Thank you very much for you valuable contribution!

(05-01-2018 06:07 PM)Valentin Albillo Wrote: [ -> ].
Hi, Gerson:


Since you just changed the Subject to include RPN, I'm changing it again to include the HP-71B, I hope you won't mind.

Of course not! This should have been opened to other calculators in the first place, my bad. As I said, more important than the resulting optimization was the better formula the participants would eventually come up with. My first attempt using your formula gives me 40 bytes on the hp 50g, but others may improve on that.

By factoring the first few elements, I have obtained an = (2n - 1)*2^(2n - 3), which is probably the same formula Joe has come up with, since he used the same method I did. Both formulas are of course equivalent and hopefully will make for even better optimizations on the original target.

Best regards,

Gerson.

Your formula returns

1/2

for input

1

(05-01-2018 08:56 PM)Gerald H Wrote: [ -> ]

(05-01-2018 07:40 PM)Gerson W. Barbosa Wrote: [ -> ]Hello, Valentin,

Thank you very much for you valuable contribution!


Of course not! This should have been opened to other calculators in the first place, my bad. As I said, more important than the resulting optimization was the better formula the participants would eventually come up with. My first attempt using your formula gives me 40 bytes on the hp 50g, but others may improve on that.

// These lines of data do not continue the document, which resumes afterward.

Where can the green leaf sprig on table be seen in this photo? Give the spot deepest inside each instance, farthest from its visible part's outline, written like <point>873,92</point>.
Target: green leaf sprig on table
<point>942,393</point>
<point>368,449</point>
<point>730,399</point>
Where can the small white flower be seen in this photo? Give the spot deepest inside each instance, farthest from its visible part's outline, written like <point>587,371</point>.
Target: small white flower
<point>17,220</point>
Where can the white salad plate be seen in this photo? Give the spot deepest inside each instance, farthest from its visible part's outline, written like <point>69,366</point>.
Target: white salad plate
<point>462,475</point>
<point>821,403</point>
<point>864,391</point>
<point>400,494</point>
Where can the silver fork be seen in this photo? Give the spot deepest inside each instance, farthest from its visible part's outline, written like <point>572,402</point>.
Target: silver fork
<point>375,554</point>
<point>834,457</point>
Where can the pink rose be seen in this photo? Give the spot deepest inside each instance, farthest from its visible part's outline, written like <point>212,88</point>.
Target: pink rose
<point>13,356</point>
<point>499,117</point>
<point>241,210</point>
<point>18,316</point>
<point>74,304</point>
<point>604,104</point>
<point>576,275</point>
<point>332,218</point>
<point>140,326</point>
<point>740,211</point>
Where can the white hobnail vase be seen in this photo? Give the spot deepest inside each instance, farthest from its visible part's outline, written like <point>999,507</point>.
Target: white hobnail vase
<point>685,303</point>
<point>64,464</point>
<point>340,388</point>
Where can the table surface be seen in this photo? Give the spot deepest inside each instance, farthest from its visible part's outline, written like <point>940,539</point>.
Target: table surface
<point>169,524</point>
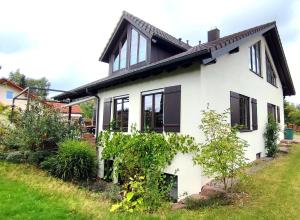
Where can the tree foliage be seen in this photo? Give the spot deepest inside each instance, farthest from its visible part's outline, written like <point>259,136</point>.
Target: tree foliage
<point>87,109</point>
<point>291,113</point>
<point>23,81</point>
<point>222,153</point>
<point>40,127</point>
<point>271,136</point>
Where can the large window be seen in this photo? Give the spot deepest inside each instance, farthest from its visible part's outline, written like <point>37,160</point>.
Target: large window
<point>119,58</point>
<point>9,95</point>
<point>271,77</point>
<point>255,61</point>
<point>272,111</point>
<point>240,111</point>
<point>152,113</point>
<point>244,112</point>
<point>121,110</point>
<point>138,48</point>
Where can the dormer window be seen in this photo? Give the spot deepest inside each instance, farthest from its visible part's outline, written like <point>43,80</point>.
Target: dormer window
<point>138,49</point>
<point>120,55</point>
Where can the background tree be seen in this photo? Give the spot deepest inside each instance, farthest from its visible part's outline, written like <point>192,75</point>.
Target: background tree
<point>222,154</point>
<point>87,109</point>
<point>23,81</point>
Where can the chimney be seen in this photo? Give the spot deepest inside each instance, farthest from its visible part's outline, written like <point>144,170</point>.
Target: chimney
<point>213,34</point>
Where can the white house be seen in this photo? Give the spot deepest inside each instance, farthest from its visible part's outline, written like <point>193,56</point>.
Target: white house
<point>159,81</point>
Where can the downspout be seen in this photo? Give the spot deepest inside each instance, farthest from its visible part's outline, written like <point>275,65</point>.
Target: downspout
<point>97,127</point>
<point>97,112</point>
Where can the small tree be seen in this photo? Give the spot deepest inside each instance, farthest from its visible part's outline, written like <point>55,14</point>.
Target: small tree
<point>222,154</point>
<point>271,136</point>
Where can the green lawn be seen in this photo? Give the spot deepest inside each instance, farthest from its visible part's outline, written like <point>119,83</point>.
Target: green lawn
<point>28,193</point>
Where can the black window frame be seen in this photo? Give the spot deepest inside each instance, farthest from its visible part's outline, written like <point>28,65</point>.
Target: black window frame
<point>153,116</point>
<point>137,64</point>
<point>244,116</point>
<point>257,53</point>
<point>271,109</point>
<point>121,127</point>
<point>117,51</point>
<point>271,75</point>
<point>240,111</point>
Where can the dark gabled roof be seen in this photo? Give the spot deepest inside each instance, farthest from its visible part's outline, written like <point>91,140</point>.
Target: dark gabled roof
<point>146,28</point>
<point>206,52</point>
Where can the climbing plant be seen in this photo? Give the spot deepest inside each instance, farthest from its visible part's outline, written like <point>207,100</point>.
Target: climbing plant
<point>143,155</point>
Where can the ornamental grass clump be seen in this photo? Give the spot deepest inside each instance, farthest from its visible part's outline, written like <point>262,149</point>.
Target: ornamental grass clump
<point>75,161</point>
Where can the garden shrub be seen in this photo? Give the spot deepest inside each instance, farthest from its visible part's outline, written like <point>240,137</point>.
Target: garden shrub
<point>38,128</point>
<point>76,160</point>
<point>222,155</point>
<point>37,157</point>
<point>112,192</point>
<point>143,154</point>
<point>271,136</point>
<point>16,157</point>
<point>3,155</point>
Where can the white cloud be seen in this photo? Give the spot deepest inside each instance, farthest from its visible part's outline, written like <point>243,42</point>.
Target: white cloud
<point>67,37</point>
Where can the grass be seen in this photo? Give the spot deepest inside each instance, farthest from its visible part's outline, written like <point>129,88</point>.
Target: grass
<point>28,193</point>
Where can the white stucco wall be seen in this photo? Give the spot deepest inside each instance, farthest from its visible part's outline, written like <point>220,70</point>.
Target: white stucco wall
<point>3,89</point>
<point>202,86</point>
<point>231,73</point>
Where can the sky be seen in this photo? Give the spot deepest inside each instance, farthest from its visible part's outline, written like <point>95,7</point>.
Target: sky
<point>63,40</point>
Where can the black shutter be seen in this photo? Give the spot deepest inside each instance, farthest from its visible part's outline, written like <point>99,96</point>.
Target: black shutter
<point>254,114</point>
<point>235,108</point>
<point>106,113</point>
<point>278,114</point>
<point>172,101</point>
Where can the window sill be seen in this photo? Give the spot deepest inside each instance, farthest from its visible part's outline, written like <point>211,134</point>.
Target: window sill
<point>273,85</point>
<point>259,75</point>
<point>245,130</point>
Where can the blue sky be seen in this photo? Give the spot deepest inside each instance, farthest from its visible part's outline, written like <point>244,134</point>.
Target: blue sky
<point>62,40</point>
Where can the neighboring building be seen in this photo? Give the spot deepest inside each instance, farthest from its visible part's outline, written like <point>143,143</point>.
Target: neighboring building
<point>76,112</point>
<point>9,89</point>
<point>158,81</point>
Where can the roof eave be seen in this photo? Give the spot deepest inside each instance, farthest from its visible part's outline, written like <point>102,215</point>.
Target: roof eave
<point>81,91</point>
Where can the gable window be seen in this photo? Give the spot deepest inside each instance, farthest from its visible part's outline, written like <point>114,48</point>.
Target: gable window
<point>255,60</point>
<point>121,110</point>
<point>9,95</point>
<point>271,77</point>
<point>138,48</point>
<point>152,111</point>
<point>272,111</point>
<point>120,56</point>
<point>240,111</point>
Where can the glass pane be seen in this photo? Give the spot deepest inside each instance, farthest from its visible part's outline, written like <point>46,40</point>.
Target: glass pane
<point>118,104</point>
<point>253,59</point>
<point>257,46</point>
<point>147,111</point>
<point>123,55</point>
<point>142,49</point>
<point>9,95</point>
<point>158,111</point>
<point>116,62</point>
<point>125,113</point>
<point>133,47</point>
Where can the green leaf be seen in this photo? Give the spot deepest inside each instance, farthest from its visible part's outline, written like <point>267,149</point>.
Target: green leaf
<point>129,196</point>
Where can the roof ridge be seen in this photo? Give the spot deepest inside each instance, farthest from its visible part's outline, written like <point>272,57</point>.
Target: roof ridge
<point>151,28</point>
<point>242,33</point>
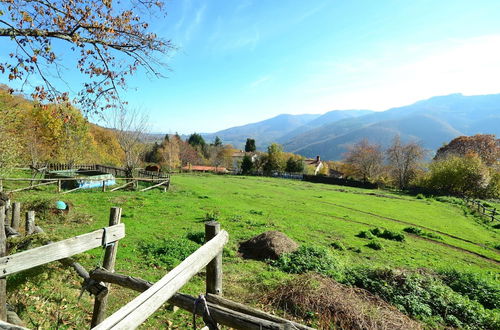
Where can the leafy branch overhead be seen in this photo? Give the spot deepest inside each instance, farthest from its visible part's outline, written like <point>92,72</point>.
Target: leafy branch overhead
<point>109,39</point>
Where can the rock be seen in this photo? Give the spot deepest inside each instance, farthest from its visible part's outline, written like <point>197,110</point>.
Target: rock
<point>268,245</point>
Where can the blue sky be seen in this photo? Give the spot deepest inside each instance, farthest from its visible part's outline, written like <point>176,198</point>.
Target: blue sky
<point>244,61</point>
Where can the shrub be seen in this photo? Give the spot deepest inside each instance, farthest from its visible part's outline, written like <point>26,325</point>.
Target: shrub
<point>338,246</point>
<point>386,234</point>
<point>167,252</point>
<point>366,234</point>
<point>197,237</point>
<point>448,199</point>
<point>211,216</point>
<point>376,245</point>
<point>326,304</point>
<point>420,232</point>
<point>462,176</point>
<point>424,297</point>
<point>473,286</point>
<point>309,259</point>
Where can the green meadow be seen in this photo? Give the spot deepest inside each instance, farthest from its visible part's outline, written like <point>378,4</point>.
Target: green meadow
<point>311,214</point>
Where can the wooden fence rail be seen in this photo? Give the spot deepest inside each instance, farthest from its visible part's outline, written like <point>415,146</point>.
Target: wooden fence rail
<point>153,296</point>
<point>138,310</point>
<point>18,262</point>
<point>490,213</point>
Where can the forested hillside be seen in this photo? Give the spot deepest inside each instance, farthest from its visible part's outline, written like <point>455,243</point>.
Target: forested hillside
<point>33,134</point>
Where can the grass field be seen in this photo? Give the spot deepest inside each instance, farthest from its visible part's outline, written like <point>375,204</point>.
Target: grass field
<point>311,214</point>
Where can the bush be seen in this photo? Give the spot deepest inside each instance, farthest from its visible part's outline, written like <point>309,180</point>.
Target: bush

By factoring the first few elements, I have obtained an = (2n - 1)*2^(2n - 3), which is probably the same formula Joe has come up with, since he used the same method I did. Both formulas are of course equivalent and hopefully will make for even better optimizations on the original target.

Best regards,

Gerson.

Your formula returns

1/2

for input

1

The first element in the sequence is anomalous. The formula is valid for n > 1, but you are right, I’ve forgotten to mention that. Fortunately a simple built-in function, available on the wp34s as well, will turn that fraction into the right integer while keeping all the remaining elements unchanged, as we are aware of.

(05-01-2018 07:40 PM)Gerson W. Barbosa Wrote: [ -> ]By factoring the first few elements, I have obtained an = (2n - 1)*2^(2n - 3), which is probably the same formula Joe has come up with, since he used the same method I did.

Correct. My final attempt (before going to bed) was:

<< DUP + 1 - 2 DUP2 - ^ * CEIL >>

BYTES: 35.0 #D66Dh
0.057_s for an input of 30 (on my 50g).

(05-01-2018 11:40 AM)Gerson W. Barbosa Wrote: [ -> ]I wish you all have a nice Sunday!

Because of the 1st of May holiday, today it’s been feeling like Sunday to me since morning. Well, a nice holiday, a nice working week and a nice weekend then :-)

(05-01-2018 11:05 PM)Joe Horn Wrote: [ -> ]

(05-01-2018 07:40 PM)Gerson W. Barbosa Wrote: [ -> ]By factoring the first few elements, I have obtained an = (2n - 1)*2^(2n - 3), which is probably the same formula Joe has come up with, since he used the same method I did.

Correct. My final attempt (before going to bed) was:

<< DUP + 1 - 2 DUP2 - ^ * CEIL >>

BYTES: 35.0 #D66Dh
0.057_s for an input of 30 (on my 50g).

Very nice!

Here is my (now) lengthy one:

« DUP + 3 - 2 SWAP ^ LASTARG + * CEIL
»

37.5 bytes, 0.062 s, #296Fh

Glad the 37.5-byte barrier has been broken!